As Dudrah points out, it’s also sung by supporters of India’s cricket team during matches, becoming a Bharat Army anthem. Why has it endured? “Yeh Dosti cemented the place of Sholay’s two lovable rogues, Jai and Veeru, in Indian cinema and South Asian popular culture,” he explains.

    Here was a masculinity to aspire to, that looked good, took on the system, was all action, wasn’t afraid of opening up and you could sing along with

“Jai and Veeru are drastically stylish guys – Amitabh looks fantastic in denim and flares, both have rugged good looks and impressive physiques and they became icons of South Asian masculinity,” says Dudrah. “Don’t forget for South Asians in Britain and America in the 1970s and 1980s, images like this weren’t available in mainstream media and racism was part of daily life. Yet here was a masculinity to aspire to, that looked good, took on the system, was all action, wasn’t afraid of opening up and you could sing along with.”

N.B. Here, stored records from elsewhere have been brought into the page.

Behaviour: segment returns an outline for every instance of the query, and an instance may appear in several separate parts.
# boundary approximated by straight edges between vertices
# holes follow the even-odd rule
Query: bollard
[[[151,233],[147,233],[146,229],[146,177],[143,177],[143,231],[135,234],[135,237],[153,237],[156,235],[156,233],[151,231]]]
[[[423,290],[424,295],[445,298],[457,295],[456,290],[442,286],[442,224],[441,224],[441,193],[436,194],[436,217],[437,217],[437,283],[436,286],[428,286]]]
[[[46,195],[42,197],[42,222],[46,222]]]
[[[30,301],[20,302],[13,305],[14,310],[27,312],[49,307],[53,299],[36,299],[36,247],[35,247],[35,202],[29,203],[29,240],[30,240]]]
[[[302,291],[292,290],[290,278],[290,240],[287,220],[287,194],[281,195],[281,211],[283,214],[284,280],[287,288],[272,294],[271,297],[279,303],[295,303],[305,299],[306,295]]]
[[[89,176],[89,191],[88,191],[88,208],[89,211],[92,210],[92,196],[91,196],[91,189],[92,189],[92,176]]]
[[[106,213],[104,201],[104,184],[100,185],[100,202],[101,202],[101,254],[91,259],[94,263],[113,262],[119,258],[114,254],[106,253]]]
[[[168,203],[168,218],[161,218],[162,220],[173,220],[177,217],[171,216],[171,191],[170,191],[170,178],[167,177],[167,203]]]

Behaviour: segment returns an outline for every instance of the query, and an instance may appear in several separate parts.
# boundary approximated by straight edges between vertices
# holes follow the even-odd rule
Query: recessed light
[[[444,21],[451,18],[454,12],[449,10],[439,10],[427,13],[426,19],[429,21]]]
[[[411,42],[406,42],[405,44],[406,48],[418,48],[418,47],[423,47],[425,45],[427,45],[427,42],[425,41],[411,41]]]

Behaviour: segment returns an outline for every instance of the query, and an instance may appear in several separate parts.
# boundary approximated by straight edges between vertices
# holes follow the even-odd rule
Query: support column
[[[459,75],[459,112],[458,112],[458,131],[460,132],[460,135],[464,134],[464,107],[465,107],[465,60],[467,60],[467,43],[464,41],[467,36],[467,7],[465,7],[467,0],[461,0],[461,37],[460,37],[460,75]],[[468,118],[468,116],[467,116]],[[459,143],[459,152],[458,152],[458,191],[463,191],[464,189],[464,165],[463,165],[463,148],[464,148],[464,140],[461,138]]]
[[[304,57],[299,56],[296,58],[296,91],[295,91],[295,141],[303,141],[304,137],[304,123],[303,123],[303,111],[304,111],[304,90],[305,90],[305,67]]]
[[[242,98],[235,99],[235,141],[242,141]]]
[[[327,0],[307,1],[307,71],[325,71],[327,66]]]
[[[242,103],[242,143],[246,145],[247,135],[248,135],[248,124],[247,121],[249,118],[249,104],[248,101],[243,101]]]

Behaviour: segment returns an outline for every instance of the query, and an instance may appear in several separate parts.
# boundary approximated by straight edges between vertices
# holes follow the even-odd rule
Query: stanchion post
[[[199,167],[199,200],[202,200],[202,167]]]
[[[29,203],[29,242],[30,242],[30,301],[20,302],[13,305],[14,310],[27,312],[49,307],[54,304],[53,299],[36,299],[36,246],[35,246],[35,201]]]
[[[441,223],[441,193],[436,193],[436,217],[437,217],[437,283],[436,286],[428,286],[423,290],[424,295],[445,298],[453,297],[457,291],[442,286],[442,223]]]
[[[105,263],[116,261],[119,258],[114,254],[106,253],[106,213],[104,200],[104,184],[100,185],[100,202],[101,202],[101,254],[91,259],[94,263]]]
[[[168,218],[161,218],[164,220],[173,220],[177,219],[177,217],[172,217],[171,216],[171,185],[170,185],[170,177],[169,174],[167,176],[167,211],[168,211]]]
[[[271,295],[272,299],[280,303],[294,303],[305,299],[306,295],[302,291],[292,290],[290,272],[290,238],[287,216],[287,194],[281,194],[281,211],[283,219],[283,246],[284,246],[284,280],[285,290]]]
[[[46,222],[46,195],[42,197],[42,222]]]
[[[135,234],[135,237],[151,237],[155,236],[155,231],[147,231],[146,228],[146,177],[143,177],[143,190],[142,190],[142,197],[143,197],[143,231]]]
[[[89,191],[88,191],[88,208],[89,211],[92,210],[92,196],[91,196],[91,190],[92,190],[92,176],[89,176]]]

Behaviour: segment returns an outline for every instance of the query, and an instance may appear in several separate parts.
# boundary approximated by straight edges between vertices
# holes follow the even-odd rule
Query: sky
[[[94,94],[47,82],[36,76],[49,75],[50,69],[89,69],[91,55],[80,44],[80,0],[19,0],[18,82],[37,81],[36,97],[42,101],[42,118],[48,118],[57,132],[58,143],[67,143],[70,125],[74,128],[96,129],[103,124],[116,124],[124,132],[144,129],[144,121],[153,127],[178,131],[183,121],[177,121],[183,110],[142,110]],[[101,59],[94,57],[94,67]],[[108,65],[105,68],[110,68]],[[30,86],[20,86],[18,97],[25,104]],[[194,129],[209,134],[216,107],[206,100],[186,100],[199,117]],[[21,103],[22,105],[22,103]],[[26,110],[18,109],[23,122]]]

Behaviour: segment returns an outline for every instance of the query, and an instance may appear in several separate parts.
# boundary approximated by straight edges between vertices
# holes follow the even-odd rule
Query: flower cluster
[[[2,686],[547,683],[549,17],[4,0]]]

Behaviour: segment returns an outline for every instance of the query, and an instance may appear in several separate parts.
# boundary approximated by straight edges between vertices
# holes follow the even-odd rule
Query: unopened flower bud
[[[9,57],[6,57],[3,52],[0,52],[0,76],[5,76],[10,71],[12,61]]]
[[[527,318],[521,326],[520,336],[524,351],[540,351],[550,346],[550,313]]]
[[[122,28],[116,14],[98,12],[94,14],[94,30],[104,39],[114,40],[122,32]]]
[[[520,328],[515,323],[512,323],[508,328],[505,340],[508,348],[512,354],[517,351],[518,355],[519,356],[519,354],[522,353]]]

Despite being a mainstream blockbuster, Sholay is strikingly progressive, perhaps even subversive. Dudrah highlights how the relationship between Veeru and his love interest Basanti (Hema Malini) is removed from family and unfolds away from community – “it’s a utopian space for young lovers”. Chopra is struck by “Thakur actively matchmaking his widowed daughter-in-law with a criminal [Jai] because he knows this is where her happiness lies”.